Willingham tells us that ‘memory is the residue of thought’: we remember what we think about. Our job as teachers, then, is to ensure students think hard about our subjects. This links to Bjork’s idea of ‘desirable difficulties’: we need to make students think hard, not allow them to sit back and passively let the ideas wash over them, leaving no trace of their existence. But we must be careful with this idea: school is already very hard; students are shunted from subject to subject, having to come to terms with up to six a day; there is no need to surprise students every time they enter our classroom (‘today – nouns! Tomorrow, ‘Oliver Twist’! Thursday, poetry!’) – this is just too difficult. We only need to put something in place that makes students think a little more. Don’t just read a passage, ask a few questions about it that students all have to think about to answer. That’s a desirable difficulty.
How do we build memory? In my initial scripting of the presentation I had written: ‘it’s not just rote learning of dry, meaningless facts.’ But actually, I disagree with my summer self – it sometimes is. In learning a language, I had to learn how to decline nouns, or conjugate verbs, and rote learning of those dry, meaningless facts suddenly became very exciting and meaningful in the schema of learning a language. Once those isolated facts were committed to memory, they could then link up with hundreds of other ideas. We’re keen to skip this stuff as teachers, because we know it isn’t fun; but school isn’t about fun, it’s about learning. And this is how we learn.

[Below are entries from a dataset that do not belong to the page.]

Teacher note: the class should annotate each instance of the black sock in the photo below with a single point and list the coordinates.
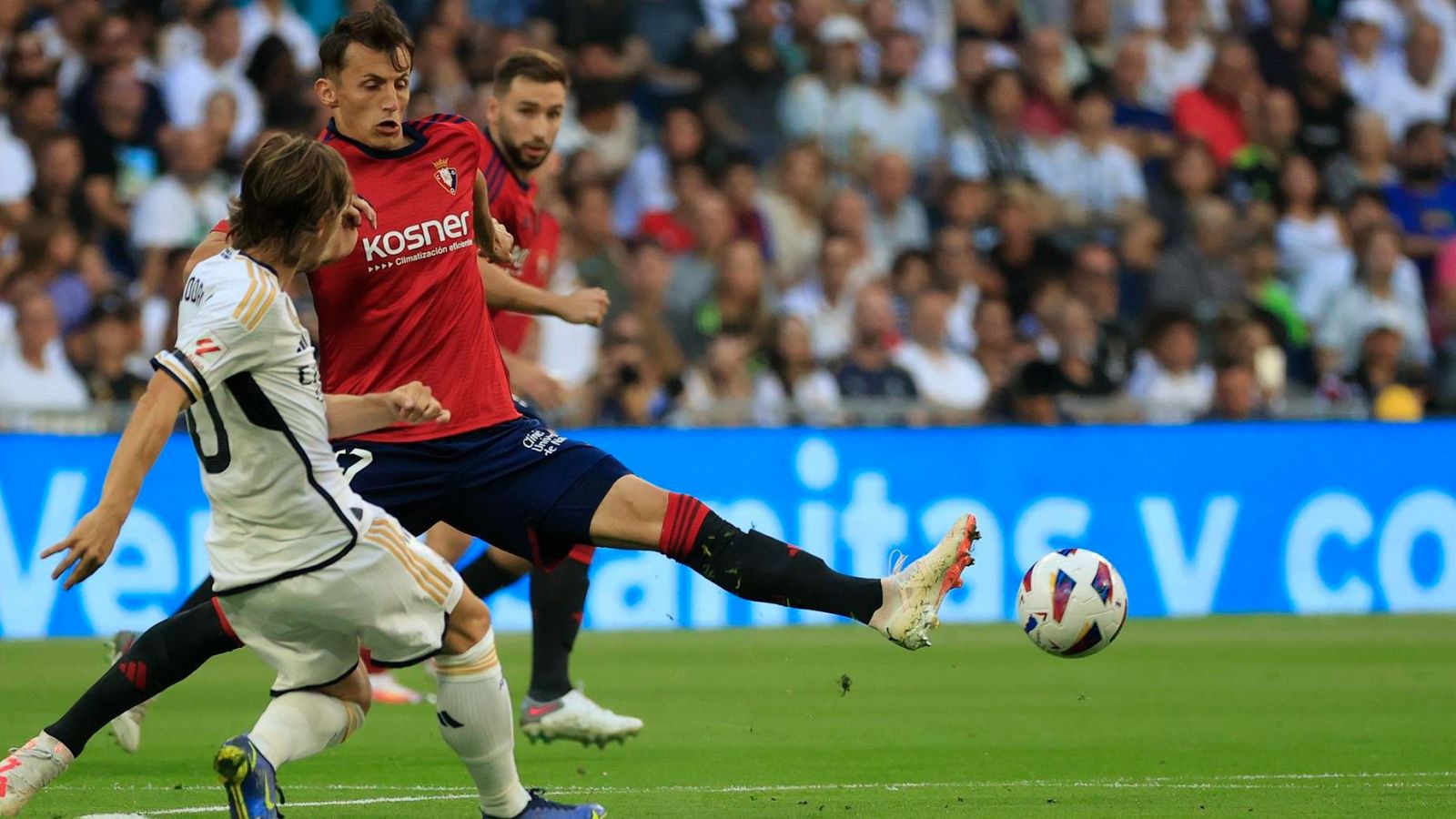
(485, 577)
(558, 598)
(165, 654)
(762, 569)
(198, 596)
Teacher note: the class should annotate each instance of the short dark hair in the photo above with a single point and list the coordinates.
(288, 184)
(378, 29)
(531, 65)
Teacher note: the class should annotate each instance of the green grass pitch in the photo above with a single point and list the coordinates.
(1244, 716)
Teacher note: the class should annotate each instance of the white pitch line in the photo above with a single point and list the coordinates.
(1230, 782)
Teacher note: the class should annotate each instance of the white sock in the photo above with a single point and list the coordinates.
(888, 606)
(477, 720)
(303, 723)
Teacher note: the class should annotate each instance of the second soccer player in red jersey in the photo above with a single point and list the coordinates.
(499, 475)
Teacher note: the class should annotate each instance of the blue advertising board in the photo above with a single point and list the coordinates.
(1203, 519)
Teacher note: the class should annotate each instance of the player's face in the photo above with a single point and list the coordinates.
(524, 121)
(369, 96)
(339, 234)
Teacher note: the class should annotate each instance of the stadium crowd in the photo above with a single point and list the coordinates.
(827, 212)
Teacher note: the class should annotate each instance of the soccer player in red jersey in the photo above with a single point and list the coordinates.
(492, 472)
(524, 116)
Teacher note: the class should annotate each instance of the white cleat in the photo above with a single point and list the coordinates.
(28, 770)
(389, 691)
(127, 727)
(575, 717)
(914, 593)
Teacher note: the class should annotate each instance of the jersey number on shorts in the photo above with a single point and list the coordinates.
(364, 460)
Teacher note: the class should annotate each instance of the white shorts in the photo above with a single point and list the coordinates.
(389, 593)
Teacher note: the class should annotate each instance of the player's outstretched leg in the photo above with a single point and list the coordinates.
(165, 654)
(552, 709)
(295, 726)
(475, 720)
(126, 729)
(757, 567)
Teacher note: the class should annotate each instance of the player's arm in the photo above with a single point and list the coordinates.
(504, 292)
(359, 414)
(147, 431)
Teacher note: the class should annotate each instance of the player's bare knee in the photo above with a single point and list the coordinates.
(631, 515)
(470, 622)
(353, 688)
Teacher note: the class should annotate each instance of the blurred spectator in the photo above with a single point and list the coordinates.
(737, 303)
(114, 336)
(1324, 104)
(1097, 181)
(1366, 58)
(288, 96)
(1366, 164)
(1023, 254)
(897, 220)
(1256, 167)
(1179, 58)
(794, 388)
(193, 80)
(1215, 113)
(895, 114)
(628, 389)
(1198, 274)
(35, 372)
(1235, 394)
(793, 210)
(744, 79)
(695, 271)
(1309, 232)
(829, 102)
(1370, 303)
(261, 19)
(720, 390)
(182, 36)
(827, 300)
(950, 382)
(1279, 43)
(1424, 200)
(1168, 382)
(866, 370)
(181, 207)
(647, 186)
(995, 146)
(1420, 89)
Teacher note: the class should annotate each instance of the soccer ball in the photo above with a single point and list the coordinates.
(1072, 603)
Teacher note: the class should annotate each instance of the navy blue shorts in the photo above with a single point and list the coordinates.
(517, 486)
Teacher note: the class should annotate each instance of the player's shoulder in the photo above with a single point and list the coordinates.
(232, 286)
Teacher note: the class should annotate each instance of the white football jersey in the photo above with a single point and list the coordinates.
(280, 501)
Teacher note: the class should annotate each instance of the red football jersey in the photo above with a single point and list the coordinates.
(408, 303)
(513, 205)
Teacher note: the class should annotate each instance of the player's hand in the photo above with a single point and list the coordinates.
(535, 383)
(587, 305)
(497, 244)
(366, 210)
(86, 547)
(415, 404)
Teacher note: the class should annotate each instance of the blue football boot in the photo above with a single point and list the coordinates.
(249, 780)
(542, 807)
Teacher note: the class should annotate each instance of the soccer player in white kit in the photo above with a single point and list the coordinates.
(305, 569)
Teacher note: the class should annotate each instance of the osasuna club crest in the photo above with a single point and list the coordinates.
(446, 175)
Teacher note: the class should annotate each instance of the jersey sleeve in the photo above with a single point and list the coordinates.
(223, 337)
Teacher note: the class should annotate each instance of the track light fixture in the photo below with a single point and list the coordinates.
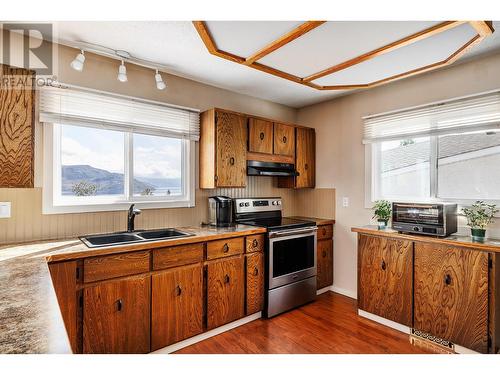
(77, 63)
(160, 85)
(122, 73)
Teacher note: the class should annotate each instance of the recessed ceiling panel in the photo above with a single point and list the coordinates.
(244, 38)
(337, 41)
(425, 52)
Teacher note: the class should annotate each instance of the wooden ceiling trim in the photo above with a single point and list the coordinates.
(285, 39)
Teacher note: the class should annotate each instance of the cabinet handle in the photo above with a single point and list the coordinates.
(447, 279)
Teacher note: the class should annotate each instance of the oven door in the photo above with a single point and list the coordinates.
(292, 256)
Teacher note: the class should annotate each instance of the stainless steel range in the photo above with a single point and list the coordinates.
(290, 253)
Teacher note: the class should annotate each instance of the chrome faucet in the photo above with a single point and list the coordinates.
(132, 212)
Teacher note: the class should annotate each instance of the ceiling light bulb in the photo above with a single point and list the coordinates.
(160, 85)
(122, 73)
(77, 63)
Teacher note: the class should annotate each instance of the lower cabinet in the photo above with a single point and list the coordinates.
(225, 291)
(255, 282)
(451, 294)
(385, 268)
(116, 316)
(176, 305)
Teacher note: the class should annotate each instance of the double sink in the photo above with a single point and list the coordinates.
(121, 238)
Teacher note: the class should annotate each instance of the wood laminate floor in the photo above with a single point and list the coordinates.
(328, 325)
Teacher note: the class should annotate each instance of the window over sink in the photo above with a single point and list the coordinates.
(94, 165)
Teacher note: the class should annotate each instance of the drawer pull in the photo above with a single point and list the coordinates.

Making children remember what you say can take many forms: Willingham says we are attuned to narrative, so we could make our lessons into stories – not too difficult in English, as we deal in stories, but not always easy to make each individual lesson story-like. He also says we remember what prompts emotion, but it’s really difficult to be sure all your children have felt the emotion you intended. Also, what if someone comes in a bit tired, a bit grumpy, or already very emotional? I don’t think emotion or stories are reliable enough to ensure we build students’ memory in the classroom on a day to day basis. What is reliable is quizzing: any teacher can quiz students about key ideas. When I visited Michaela Community School, in every lesson I saw at least 20 minutes of recap: unabashed testing of prior knowledge, from previous days, but also from previous units.
I shared some strategies borrowed from Joe Kirby and Daisy Christodoulou: first knowledge maps, and then multiple choice questions, and explained how these were quick and easy to get recap into lessons on a daily basis.

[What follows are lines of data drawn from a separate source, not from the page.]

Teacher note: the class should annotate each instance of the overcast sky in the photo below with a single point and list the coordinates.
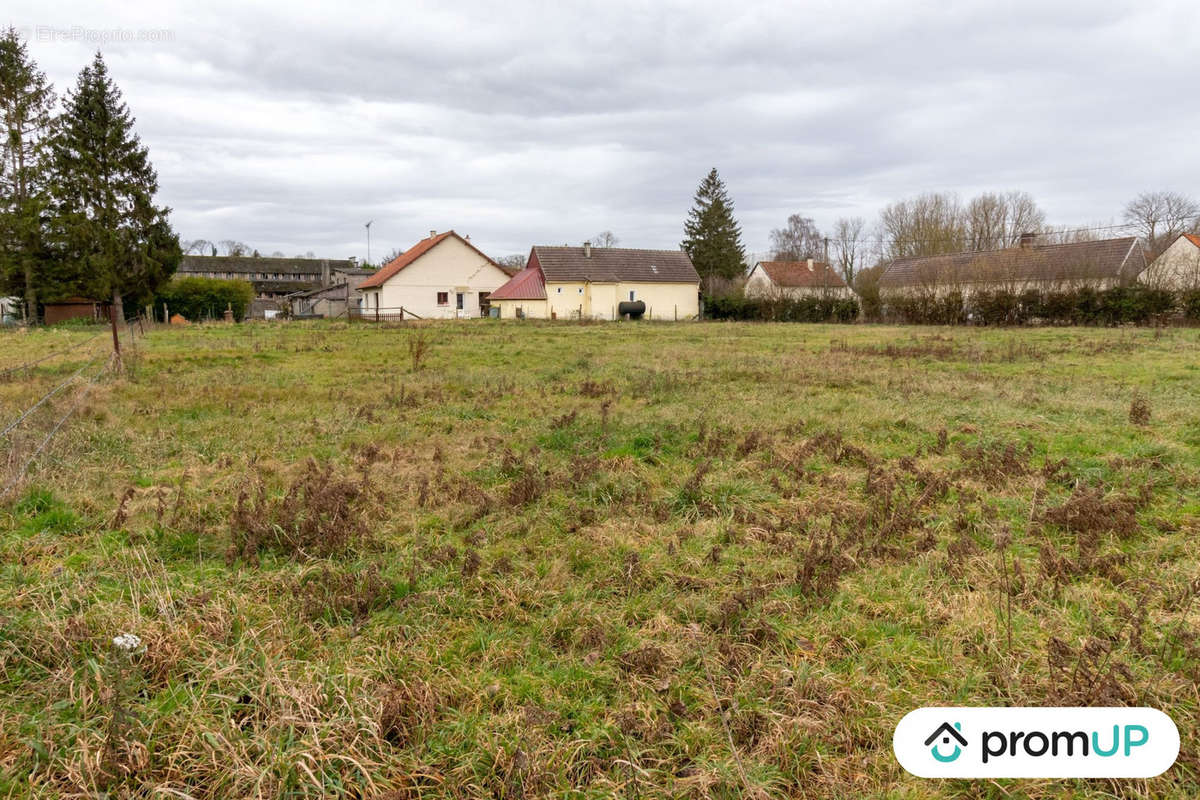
(288, 126)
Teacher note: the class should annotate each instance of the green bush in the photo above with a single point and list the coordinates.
(1189, 304)
(781, 310)
(1084, 306)
(205, 298)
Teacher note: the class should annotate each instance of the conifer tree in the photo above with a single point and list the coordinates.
(27, 115)
(111, 240)
(713, 238)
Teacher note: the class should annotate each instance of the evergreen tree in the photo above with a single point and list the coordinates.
(111, 240)
(27, 113)
(713, 238)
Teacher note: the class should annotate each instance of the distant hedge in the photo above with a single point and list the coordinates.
(198, 299)
(781, 310)
(1084, 306)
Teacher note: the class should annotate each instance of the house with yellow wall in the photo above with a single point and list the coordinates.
(601, 283)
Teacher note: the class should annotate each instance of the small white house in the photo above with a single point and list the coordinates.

In building students’ memories in English over the course of their study, I suggested two guiding principles: first, what are the hidden bodies of knowledge in the subject? The things we just know, that we now need to systematically teach to our students? I’d suggest these are grammar, and the literary canon (in a cruel twist of fate, I was scheduled at the same time as Katie Ashford, who has to be the most forward-thinking expert on grammar working in schools right now). We then need to sequence these ideas in the optimal way to help students see the links between them, and build up their knowledge incrementally, building in time for revisiting and interleaving the core concepts we want students to remember in the long term.
If it’s not yet clear, I need to explicitly say that there is not one original idea in what I have said. I’ve read a great many books, contained in the presentation, and a great many blogs, and had a great many conversations; I’ve stuck them together and worked at these in my own context. I’m not the ideas person. Despite this, I am so grateful that so many people came along, and were so engaging and so warm in their interactions.